Two personas were found:
- The Adult responsible for Home Management
- An adult that lives in the house
*I'm only comparing between adults and not kids since none of them was allowed to make decisions. In one case an adult son was responsible.
What will the personas do?
The two devices have different goals, different personas!
Mobile > Living > Person that lives in the home
Desktop > Management > Home Owner
First, it was necessary to understand what both users would do, think, and feel before thinking in the flow for each own. This exercise is really important to understand opportunities and where the users can feel more difficulties.
Grandpa is going to help take care of the kids and pets while the parents go on a small weekend vacation.
The mother is the manager of the house, she needs to add Grandpa as a new user and send the app link for him to download.
Grandpa needs to download the app and check the pet needs.
WireframesDesigning the features on the desktop was an important part of the design phase. I started by the low-level wireframes to understand how I could organize all the features gather on research in order to make sense to our personas and their journeys.
Tests were made not only to small components, to see if they were easy to use/understand, but also to some flows - mobile is to be used by the entire family.
The goal of desktop testing was to understand not only usability but also to check if the features met their needs. Since this idea was created from scratch it was really important to validate the features and how they were designed:
- features value for user (and hierarchy)
- the difference between view and edit components
- understand what is editable
- order of items show
- the difference between alert colors
- permissions on the app
Example: the appliances edit mode change depending on the type and allow remote control of the most commonly used interactions, this was something a house manager felt it was missing from the first iteration. It was added to the wireframes.

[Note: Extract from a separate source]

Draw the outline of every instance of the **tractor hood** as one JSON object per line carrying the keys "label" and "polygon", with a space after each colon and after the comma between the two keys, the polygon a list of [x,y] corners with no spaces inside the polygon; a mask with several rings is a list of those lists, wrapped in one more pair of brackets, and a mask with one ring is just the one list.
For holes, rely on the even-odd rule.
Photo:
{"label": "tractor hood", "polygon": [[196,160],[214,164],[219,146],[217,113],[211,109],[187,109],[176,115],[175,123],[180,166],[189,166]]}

The styleguide (image above) was created after the low-level wireframes were designed. I started by experimenting with the color palette. Creating the logo helped me visualize the color palette and its application on the prototypes.
What to prototype?
The wireframes were designed in the process of understanding the features and how they should work within the persona's needs and troubles. I made the decision of designing desktop as a showcase to the management abilities of the device. Show each section and their pages, all the configuration and editing strength of the desktop. On the other hand, mobile could show a phone of a user with very few editing permissions.

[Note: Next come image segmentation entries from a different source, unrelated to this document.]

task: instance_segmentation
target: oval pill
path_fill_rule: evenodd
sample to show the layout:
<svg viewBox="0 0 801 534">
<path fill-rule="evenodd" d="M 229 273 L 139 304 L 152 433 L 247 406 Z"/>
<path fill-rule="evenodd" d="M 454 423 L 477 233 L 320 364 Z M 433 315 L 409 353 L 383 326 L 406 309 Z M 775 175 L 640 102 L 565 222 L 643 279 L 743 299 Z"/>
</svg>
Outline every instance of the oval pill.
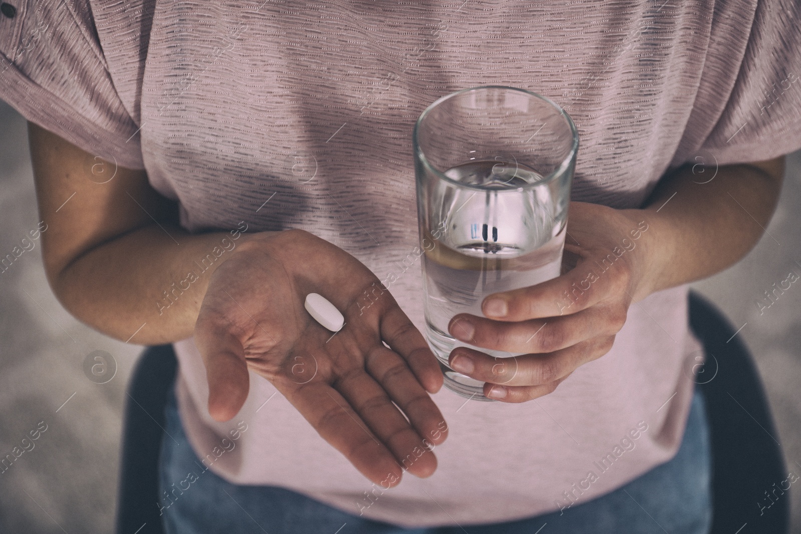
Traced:
<svg viewBox="0 0 801 534">
<path fill-rule="evenodd" d="M 332 332 L 338 332 L 344 324 L 345 318 L 322 295 L 317 293 L 307 295 L 304 307 L 314 320 Z"/>
</svg>

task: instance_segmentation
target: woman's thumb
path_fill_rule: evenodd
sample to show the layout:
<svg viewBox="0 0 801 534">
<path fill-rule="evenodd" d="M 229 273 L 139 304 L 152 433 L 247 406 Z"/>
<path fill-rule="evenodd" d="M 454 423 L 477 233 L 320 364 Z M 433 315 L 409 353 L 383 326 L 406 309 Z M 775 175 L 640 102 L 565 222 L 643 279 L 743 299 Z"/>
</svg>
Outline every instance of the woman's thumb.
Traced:
<svg viewBox="0 0 801 534">
<path fill-rule="evenodd" d="M 208 413 L 217 421 L 235 416 L 248 398 L 250 377 L 242 343 L 232 334 L 219 329 L 195 328 L 195 343 L 208 382 Z"/>
</svg>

Amazing... but not complete!
There's still a lot to do.
A smart home is a complex and critical program that demands safety but also usability for everyone in the family. Most features needed some research and understanding of the context and the way they are used.
Because of this, I left out some features to research, design, and test in the future.
To do in the future:
- Creating rooms, users, appliances, etc.
- Other pages inside General beside Security
Do I achieve my goal of showing what I do at work?
Overall, I was able to integrate some of the design patterns, features, and processes I use in my last year of work. It's more client-focused and less enterprise like. In a way, it added more to the challenge of creating this idea.
And I did something new...
The process of thinking a product from scratch all by myself was a good learning experience.
It made me value research and testing as the building blocks of design: they gave me all the info I needed to understand how to design a better product for different users. If I had questions I would test, grab a tester, and try this feature, ask questions, experiment with other products.
I did not have other UX Designers, POs, Devs, to help me. Yet, the answer was always out there.